My gdb gave the output for your prog:
Code:

08048336 <main>:
8048336: 55 push ebp
8048337: 89 e5 mov ebp,esp
8048339: 83 ec 08 sub esp,0x8
804833c: 83 e4 f0 and esp,0xfffffff0
804833f: b8 00 00 00 00 mov eax,0x0
8048344: 29 c4 sub esp,eax
8048346: 83 ec 0c sub esp,0xc ; <==== 0xc
8048349: 6a 01 push 0x1 ; <==== + 0x4 = 0x10
804834b: e8 dc ff ff ff call 804832c <func0>
8048350: 83 c4 10 add esp,0x10
8048353: c9 leave
8048354: c3 ret


you see the sub esp, 0xc there. together with the push, the esp is exactly one boundary.
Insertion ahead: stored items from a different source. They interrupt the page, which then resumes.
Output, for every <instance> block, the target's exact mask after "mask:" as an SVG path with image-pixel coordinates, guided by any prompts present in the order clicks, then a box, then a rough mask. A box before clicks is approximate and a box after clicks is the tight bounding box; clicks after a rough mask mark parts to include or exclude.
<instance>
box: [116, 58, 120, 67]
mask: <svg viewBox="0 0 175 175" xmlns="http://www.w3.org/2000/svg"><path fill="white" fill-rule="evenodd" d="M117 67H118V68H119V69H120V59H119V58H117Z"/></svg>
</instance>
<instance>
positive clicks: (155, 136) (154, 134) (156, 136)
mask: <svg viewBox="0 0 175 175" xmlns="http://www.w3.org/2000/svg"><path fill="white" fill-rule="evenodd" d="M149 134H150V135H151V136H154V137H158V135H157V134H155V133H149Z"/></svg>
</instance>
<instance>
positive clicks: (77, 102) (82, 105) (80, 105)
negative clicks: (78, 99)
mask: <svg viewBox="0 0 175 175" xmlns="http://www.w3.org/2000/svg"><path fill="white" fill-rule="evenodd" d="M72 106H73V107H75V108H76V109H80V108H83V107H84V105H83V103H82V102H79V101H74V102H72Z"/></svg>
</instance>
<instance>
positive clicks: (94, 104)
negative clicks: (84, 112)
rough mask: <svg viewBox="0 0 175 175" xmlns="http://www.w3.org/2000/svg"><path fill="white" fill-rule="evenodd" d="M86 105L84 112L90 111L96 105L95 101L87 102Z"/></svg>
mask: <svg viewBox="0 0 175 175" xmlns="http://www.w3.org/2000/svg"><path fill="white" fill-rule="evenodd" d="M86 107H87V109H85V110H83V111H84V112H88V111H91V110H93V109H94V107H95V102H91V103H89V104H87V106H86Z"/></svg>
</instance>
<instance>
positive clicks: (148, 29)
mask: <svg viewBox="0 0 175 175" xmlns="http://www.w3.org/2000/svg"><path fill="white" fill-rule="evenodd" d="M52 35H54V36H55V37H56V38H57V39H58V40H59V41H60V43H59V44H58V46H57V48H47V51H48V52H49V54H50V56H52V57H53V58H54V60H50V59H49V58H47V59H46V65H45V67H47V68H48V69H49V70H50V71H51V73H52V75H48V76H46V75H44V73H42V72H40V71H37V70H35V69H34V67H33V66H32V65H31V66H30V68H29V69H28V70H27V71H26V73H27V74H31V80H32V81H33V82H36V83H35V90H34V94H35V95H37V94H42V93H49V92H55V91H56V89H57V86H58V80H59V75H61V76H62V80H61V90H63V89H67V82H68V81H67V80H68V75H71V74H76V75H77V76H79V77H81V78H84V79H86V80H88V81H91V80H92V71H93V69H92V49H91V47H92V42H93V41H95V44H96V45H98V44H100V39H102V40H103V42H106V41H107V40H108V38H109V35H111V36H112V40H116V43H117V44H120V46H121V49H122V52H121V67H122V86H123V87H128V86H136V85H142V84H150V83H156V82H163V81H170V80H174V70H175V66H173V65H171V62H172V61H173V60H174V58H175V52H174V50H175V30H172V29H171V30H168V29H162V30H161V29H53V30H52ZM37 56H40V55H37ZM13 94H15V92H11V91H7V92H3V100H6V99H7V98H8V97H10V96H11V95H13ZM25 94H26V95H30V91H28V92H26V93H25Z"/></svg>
when using 2 or three parameters the output shows it clearly:
Code:

08048336 <main>:
8048336: 55 push ebp
8048337: 89 e5 mov ebp,esp
8048339: 83 ec 08 sub esp,0x8
804833c: 83 e4 f0 and esp,0xfffffff0
804833f: b8 00 00 00 00 mov eax,0x0
8048344: 29 c4 sub esp,eax
8048346: 83 ec 08 sub esp,0x8 ; <===== 0x8
8048349: 6a 02 push 0x2 ; <===== + 0x4
804834b: 6a 01 push 0x1 ; <===== + 0x4 = 0x10
804834d: e8 da ff ff ff call 804832c <func0>
8048352: 83 c4 10 add esp,0x10
8048355: c9 leave
8048356: c3 ret

or
Code:

08048336 <main>:
8048336: 55 push ebp
8048337: 89 e5 mov ebp,esp
8048339: 83 ec 08 sub esp,0x8
804833c: 83 e4 f0 and esp,0xfffffff0
804833f: b8 00 00 00 00 mov eax,0x0
8048344: 29 c4 sub esp,eax
8048346: 83 ec 04 sub esp,0x4 ; <===== 0x4
8048349: 6a 03 push 0x3 ; <===== + 0x4
804834b: 6a 02 push 0x2 ; <===== + 0x4
804834d: 6a 01 push 0x1 ; <===== + 0x4 = 0x10
804834f: e8 d8 ff ff ff call 804832c <func0>
8048354: 83 c4 10 add esp,0x10
8048357: c9 leave
8048358: c3 ret

so there seems to be a lot of alignment stuff in gcc

cheers, 0xf001

SiNTAX
January 18th, 2005, 05:35
Few remarks on this:

- gcc -S is useful too.. compiles to an asm file (filename.s)
- without -O2 (or -O) the output can be quite stupid
- gcc -g for debug info and then 'objdump -d' to disassemble can be handy too
- code compiled with -mregparm=X will use registers for function calling instead of stack (for i386.. x86_64 defaults to register calling, ie 6 args in regs, rest on the stack)


And last but not least.. the linux tools (objdump/gas/...) use AT&T style syntax, whereas IDA (and most windows tools) use Intel style.
In AT&T style: src, dst
In Intel style: dst, src

stanks
January 22nd, 2005, 13:08
Quote:
[Originally Posted by SiNTAX]Few remarks on this:

- gcc -S is useful too.. compiles to an asm file (filename.s)
...

Add -masm=intel and you will have intel syntax in asm file

stanks

SiNTAX
January 23rd, 2005, 09:50
To be honest.. having spend most of my asm days in Motorola 680x0 assembler (amiga), I always prefered the Motorola/AT&T syntax (left to right).